Samuel Mergendahl (MIT Lincoln Laboratory), Nathan Burow (MIT Lincoln Laboratory), Hamed Okhravi (MIT Lincoln Laboratory)

Memory corruption attacks against unsafe programming languages like C/C++ have been a major threat to computer systems for multiple decades. Various sanitizers and runtime exploit mitigation techniques have been shown to only provide partial protection at best. Recently developed ‘safe’ programming languages such as Rust and Go hold the promise to change this paradigm by preventing memory corruption bugs using a strong type system and proper compile-time and runtime checks. Gradual deployment of these languages has been touted as a way of improving the security of existing applications before entire applications can be developed in safe languages. This is notable in popular applications such as Firefox and Tor.
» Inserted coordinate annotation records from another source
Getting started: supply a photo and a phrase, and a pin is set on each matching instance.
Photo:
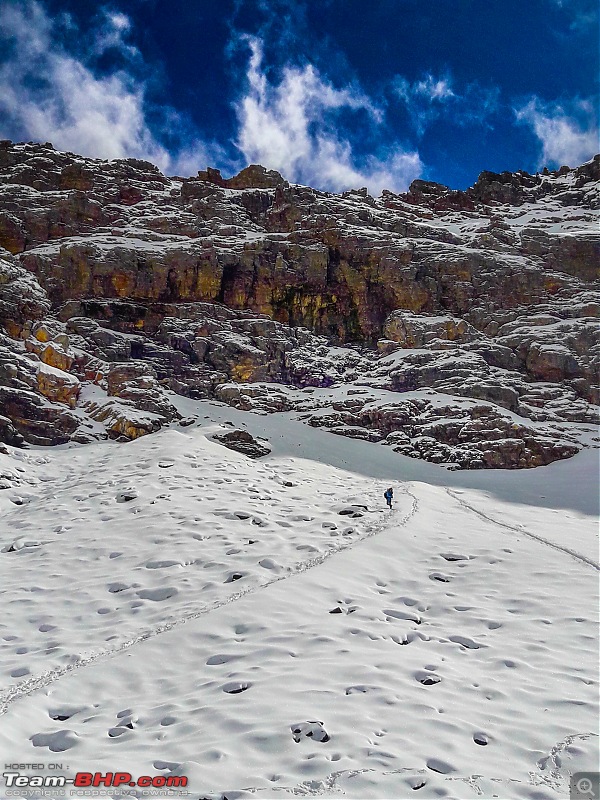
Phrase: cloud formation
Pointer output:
(565, 138)
(431, 98)
(51, 94)
(292, 125)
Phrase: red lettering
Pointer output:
(104, 779)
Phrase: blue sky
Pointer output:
(332, 93)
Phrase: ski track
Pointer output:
(35, 683)
(516, 529)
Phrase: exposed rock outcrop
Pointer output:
(120, 288)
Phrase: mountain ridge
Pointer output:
(134, 285)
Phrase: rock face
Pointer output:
(243, 442)
(121, 288)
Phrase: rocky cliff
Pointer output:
(455, 326)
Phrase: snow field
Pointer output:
(435, 651)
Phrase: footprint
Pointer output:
(464, 641)
(57, 742)
(313, 729)
(427, 678)
(236, 687)
(221, 658)
(393, 613)
(437, 576)
(157, 594)
(455, 557)
(437, 765)
(126, 495)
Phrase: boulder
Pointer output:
(57, 385)
(243, 442)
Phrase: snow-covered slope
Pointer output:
(175, 608)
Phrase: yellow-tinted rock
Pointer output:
(57, 385)
(55, 355)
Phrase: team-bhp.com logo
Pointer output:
(89, 780)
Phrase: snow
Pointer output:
(267, 628)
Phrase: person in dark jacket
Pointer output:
(388, 494)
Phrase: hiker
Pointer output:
(388, 494)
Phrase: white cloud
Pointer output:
(565, 138)
(50, 94)
(291, 126)
(433, 97)
(429, 88)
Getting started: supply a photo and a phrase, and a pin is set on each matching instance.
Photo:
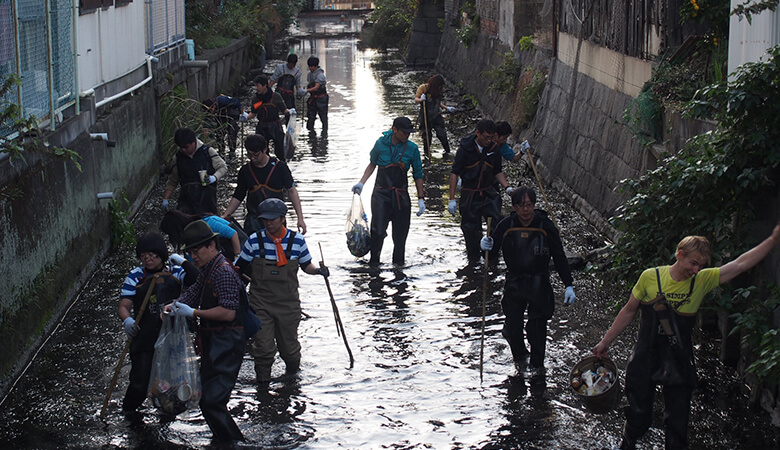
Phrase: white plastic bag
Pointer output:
(358, 234)
(174, 384)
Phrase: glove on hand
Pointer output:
(130, 329)
(569, 298)
(452, 207)
(182, 310)
(323, 270)
(421, 206)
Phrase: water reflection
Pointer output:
(416, 330)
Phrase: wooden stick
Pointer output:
(336, 315)
(539, 181)
(484, 306)
(138, 317)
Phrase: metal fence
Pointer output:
(165, 27)
(36, 43)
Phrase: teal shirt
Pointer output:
(384, 153)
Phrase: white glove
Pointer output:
(182, 310)
(176, 259)
(569, 298)
(130, 329)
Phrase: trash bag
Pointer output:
(358, 234)
(174, 384)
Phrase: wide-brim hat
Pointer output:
(271, 208)
(196, 233)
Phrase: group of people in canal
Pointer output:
(267, 254)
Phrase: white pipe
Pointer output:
(149, 60)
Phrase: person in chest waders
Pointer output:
(527, 239)
(669, 298)
(393, 153)
(271, 258)
(266, 106)
(430, 96)
(153, 253)
(262, 178)
(197, 167)
(287, 79)
(214, 300)
(478, 164)
(318, 98)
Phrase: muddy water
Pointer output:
(415, 330)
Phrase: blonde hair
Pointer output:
(695, 244)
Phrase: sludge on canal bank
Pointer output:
(414, 330)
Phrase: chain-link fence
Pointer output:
(165, 27)
(40, 52)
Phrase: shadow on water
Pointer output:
(415, 331)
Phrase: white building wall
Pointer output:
(110, 43)
(749, 42)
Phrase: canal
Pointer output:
(415, 330)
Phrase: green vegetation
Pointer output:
(392, 24)
(122, 229)
(503, 78)
(216, 24)
(21, 135)
(177, 110)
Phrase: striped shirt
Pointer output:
(298, 250)
(136, 275)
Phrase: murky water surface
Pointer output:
(415, 331)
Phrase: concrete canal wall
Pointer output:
(54, 231)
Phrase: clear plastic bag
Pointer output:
(174, 384)
(358, 234)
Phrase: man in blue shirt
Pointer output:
(393, 153)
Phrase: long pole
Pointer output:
(127, 345)
(427, 131)
(484, 306)
(539, 181)
(336, 315)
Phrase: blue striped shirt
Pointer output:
(298, 250)
(135, 276)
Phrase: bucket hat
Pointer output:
(271, 208)
(196, 233)
(403, 124)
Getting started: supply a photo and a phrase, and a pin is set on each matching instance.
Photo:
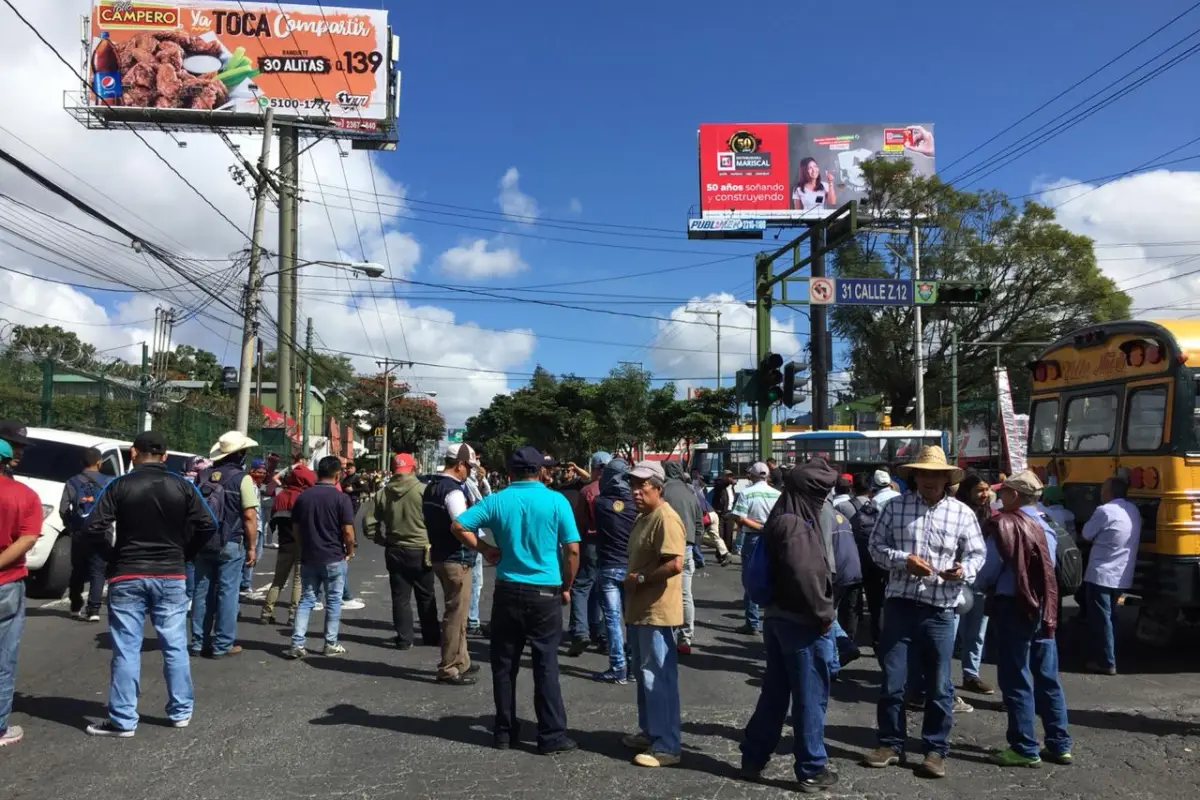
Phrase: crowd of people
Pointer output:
(618, 543)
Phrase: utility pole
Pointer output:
(253, 283)
(289, 186)
(307, 389)
(918, 338)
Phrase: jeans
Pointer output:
(215, 599)
(972, 635)
(586, 618)
(522, 613)
(408, 572)
(330, 577)
(129, 602)
(12, 623)
(797, 677)
(754, 618)
(1102, 621)
(689, 601)
(477, 589)
(611, 590)
(88, 566)
(1027, 668)
(655, 662)
(930, 632)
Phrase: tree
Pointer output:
(1044, 283)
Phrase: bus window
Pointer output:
(1091, 423)
(1044, 426)
(1145, 417)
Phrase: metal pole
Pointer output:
(253, 283)
(918, 344)
(307, 389)
(289, 175)
(819, 320)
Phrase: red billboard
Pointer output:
(790, 173)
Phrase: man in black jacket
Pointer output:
(161, 522)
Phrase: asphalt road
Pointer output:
(373, 723)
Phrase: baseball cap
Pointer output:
(13, 432)
(648, 469)
(151, 443)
In this paper, we systematically analyze the security of multi-language applications. We show that because language safety checks in safe languages and exploit mitigation techniques applied to unsafe languages (e.g., Control-Flow Integrity) break different stages of an exploit to prevent control hijacking attacks, an attacker can carefully maneuver between the languages to mount a successful attack. In essence, we illustrate that the incompatible set of assumptions made in various languages enables attacks that are not possible in each language alone. We study different variants of these attacks and analyze Firefox to illustrate the feasibility and extent of this problem. Our findings show that gradual deployment of safe programming languages, if not done with extreme care, can indeed be detrimental to security.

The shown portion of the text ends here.